When I did a pattern search after a walk, I get several pages in the index that has the above pattern.
http://site1.com/softcopy_keys/asp/mob_ ... .asp?id=14

The one thing that appears to be in common with all of the fetched pages is that they all have parents coming from a different site. This leads me to believe that Webinator is not following the robots.txt file in this type of case.

Post by **mark** » Tue Dec 24, 2002 10:27 am

Not inconceivable. We'll check it out.

sunnedaze · Post by **sunnedaze** » Mon Jul 28, 2003 2:17 pm

I am having a similar problem. My robotx.txt file is:
User-agent: *
Disallow: /wlc050403
When I do a search the very first site in the match list is /wlc050403. I have robots.txt set to Y in my admin screen for the site. When I do a query, my robots file is found. Am not sure what the problem could be.

Post by **mark** » Mon Jul 28, 2003 2:57 pm

Check the walk status, it should indicate what it found in the robots.txt file if it was fetched. Robots.txt will be ignored when processing single offsite pages.

sunnedaze · Post by **sunnedaze** » Mon Jul 28, 2003 3:48 pm

The walk status is suppressing output because of all the errors (file not found) & duplicate links. We only walk on weekends because it is very time consuming. And, this html page is not near the front of the listing (before the suppression begins). It is a single html page...are you saying that single pages can't be ignored via the robot?

Post by **mark** » Mon Jul 28, 2003 4:50 pm

Not quite. When using the "off-site pages" feature to get individual off-site pages just the off-site pages will not check robots.txt. Pages on the main site are always checked against robots.txt.

The robots.txt message comes out before any of the error messages. Shortly after the "started ... on YOURBASEURL" it will say "robots.txt excludes the following prefixes:" followed by the url prefixes one per line. If you don't see that message robots.txt was not processed. Double check your settings and make sure you can fetch robots.txt with your browser.

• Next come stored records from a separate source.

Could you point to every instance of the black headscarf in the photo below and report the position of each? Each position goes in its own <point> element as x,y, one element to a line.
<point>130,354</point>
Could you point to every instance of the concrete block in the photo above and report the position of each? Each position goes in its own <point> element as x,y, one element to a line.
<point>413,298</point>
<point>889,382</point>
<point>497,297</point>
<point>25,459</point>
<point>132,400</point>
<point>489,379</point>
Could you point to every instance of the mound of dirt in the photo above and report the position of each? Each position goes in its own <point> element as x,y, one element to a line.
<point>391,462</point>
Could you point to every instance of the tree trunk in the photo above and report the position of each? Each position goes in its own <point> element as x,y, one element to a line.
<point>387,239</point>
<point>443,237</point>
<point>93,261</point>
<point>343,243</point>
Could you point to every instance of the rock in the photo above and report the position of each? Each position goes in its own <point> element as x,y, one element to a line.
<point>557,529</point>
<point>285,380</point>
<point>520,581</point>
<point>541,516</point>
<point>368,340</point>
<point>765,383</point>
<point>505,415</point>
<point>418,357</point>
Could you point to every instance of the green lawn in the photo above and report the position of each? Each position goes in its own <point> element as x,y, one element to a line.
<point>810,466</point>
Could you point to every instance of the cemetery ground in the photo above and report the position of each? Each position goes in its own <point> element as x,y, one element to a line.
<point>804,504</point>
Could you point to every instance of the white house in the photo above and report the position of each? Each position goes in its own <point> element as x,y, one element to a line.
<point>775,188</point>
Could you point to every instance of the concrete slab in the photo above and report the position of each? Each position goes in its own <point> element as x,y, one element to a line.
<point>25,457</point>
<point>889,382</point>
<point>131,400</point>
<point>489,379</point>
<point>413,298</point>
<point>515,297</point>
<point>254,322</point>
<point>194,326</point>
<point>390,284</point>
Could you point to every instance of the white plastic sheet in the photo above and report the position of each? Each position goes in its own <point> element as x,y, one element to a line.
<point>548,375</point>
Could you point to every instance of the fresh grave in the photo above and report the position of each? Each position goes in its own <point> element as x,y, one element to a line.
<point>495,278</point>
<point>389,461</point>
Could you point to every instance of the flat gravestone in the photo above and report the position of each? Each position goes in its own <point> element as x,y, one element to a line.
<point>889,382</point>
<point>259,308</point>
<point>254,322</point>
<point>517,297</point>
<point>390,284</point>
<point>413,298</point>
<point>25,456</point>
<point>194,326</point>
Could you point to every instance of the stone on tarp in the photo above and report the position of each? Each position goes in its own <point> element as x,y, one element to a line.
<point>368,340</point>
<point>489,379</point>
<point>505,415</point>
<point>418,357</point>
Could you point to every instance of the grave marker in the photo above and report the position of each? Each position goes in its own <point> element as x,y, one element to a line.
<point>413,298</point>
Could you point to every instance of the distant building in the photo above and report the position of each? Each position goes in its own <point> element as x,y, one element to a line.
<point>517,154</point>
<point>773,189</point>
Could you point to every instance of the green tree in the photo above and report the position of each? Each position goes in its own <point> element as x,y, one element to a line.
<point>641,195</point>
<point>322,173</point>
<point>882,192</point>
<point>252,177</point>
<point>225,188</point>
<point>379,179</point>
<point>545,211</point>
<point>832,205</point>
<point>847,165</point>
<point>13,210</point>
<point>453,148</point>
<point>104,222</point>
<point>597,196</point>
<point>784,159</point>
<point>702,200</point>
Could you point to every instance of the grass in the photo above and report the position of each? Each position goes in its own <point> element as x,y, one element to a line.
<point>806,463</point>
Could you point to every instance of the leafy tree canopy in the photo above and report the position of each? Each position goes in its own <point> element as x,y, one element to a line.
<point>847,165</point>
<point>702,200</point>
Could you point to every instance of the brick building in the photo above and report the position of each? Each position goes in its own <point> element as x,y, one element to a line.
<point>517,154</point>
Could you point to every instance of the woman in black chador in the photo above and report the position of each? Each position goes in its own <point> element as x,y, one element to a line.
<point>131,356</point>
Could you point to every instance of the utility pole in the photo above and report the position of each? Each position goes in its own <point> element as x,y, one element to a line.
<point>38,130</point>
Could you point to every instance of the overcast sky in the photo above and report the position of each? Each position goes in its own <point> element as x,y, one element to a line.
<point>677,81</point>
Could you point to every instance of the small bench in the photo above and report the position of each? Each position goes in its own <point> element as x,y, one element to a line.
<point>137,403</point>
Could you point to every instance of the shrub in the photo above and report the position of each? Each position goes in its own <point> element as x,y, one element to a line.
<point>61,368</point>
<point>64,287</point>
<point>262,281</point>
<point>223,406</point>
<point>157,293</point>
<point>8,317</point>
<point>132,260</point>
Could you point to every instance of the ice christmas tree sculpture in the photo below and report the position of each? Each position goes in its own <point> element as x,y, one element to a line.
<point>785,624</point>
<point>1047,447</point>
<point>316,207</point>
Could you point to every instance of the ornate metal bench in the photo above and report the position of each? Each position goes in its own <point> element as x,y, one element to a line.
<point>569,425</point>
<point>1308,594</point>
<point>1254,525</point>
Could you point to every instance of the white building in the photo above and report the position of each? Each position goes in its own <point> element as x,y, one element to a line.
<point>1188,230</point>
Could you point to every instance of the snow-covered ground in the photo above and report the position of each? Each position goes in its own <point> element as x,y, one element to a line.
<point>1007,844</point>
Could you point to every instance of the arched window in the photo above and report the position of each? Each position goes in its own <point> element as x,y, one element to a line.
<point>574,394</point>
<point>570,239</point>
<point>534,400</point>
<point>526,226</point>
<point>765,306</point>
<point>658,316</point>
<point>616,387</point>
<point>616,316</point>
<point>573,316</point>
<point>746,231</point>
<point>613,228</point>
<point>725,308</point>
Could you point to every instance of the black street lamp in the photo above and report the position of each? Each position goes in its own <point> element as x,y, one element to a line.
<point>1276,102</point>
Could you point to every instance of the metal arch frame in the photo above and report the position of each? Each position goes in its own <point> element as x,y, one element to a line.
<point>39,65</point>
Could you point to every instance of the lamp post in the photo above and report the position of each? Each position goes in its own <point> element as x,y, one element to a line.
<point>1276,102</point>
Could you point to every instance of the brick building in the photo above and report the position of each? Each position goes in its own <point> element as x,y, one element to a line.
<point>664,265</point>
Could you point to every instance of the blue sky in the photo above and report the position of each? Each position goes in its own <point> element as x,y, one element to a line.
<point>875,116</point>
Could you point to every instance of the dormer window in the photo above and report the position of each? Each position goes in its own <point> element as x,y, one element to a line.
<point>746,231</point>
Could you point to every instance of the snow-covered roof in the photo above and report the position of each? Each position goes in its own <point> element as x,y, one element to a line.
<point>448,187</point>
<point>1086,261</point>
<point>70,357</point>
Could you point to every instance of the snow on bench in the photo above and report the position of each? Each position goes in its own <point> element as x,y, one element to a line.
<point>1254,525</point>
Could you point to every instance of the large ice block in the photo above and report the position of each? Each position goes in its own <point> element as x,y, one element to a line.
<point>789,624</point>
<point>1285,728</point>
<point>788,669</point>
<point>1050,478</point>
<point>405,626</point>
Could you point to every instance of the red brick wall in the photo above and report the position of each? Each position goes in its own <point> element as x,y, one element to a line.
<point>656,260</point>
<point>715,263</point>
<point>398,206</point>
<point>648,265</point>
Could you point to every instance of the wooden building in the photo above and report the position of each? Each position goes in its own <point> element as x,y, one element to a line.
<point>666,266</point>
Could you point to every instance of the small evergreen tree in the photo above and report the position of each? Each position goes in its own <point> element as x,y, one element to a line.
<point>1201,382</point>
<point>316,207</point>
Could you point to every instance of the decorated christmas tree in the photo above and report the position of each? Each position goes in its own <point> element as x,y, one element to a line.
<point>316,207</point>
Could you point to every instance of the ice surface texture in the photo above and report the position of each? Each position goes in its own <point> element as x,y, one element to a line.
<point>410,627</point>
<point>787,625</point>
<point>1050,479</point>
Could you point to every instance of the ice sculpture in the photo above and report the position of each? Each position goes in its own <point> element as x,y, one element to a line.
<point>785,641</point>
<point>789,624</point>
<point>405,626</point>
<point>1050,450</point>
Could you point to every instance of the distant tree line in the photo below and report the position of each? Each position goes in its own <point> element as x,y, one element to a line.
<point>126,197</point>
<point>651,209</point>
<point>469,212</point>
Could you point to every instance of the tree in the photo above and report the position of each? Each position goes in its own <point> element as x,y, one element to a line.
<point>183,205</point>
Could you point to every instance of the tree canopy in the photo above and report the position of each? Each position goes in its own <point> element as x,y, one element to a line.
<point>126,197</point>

You can use the utility function getrobots of dowalk to find out how your robots.txt would be processed. Something like
texis "profile=YOURPROFILE" "top=YOURBASEURL" dowalk/getrobots.txt

sunnedaze · Post by **sunnedaze** » Tue Jul 29, 2003 9:06 am

I see the robots.txt file is not being processed. I am able to see it with the browser & I do have the button on the admin screen checked to use the robots. What else could be wrong? Thanks

Post by **mark** » Tue Jul 29, 2003 10:26 am

You can use the utility function getrobots of dowalk to find out how your robots.txt would be processed. Something like
texis "profile=YOURPROFILE" "top=YOURBASEURL" dowalk/getrobots.txt

If you have access to your webserver's log you could look at that to see if webinator is fetching it or not.

sunnedaze · Post by **sunnedaze** » Thu Jul 31, 2003 10:05 am

It looks like it is not fetched. What would I try next?

<pre>
Webinator Walk Report for allenet

Creating database F:\Thunderstone Software\Webinator/texis/allenet/db1...Done.
Walk started at 2003-07-27 02:00:02 (by schedule)
JavaScript walking not enabled by current license
HTTPS walking disabled
Start fetching at http://cleohsenet01.napa.ad.etn.com/
Reading urls from file F:\iPlanet\Servers\docs\enet\html\eneturl.txt
Ignore urls containing any of the following:
/cgi-bin/
~
?

started 1 (10604) on http://cleohsenet01.napa.ad.etn.com/

Post by **mark** » Thu Jul 31, 2003 10:52 am

It's silent about errors with robots.txt so that indicates that any of the following happened: it wasn't fetched, there was an error fetching, there was an error processing, nothing appropriate was found.

Do the test I suggested above to see what webinator thinks of your robots.txt file.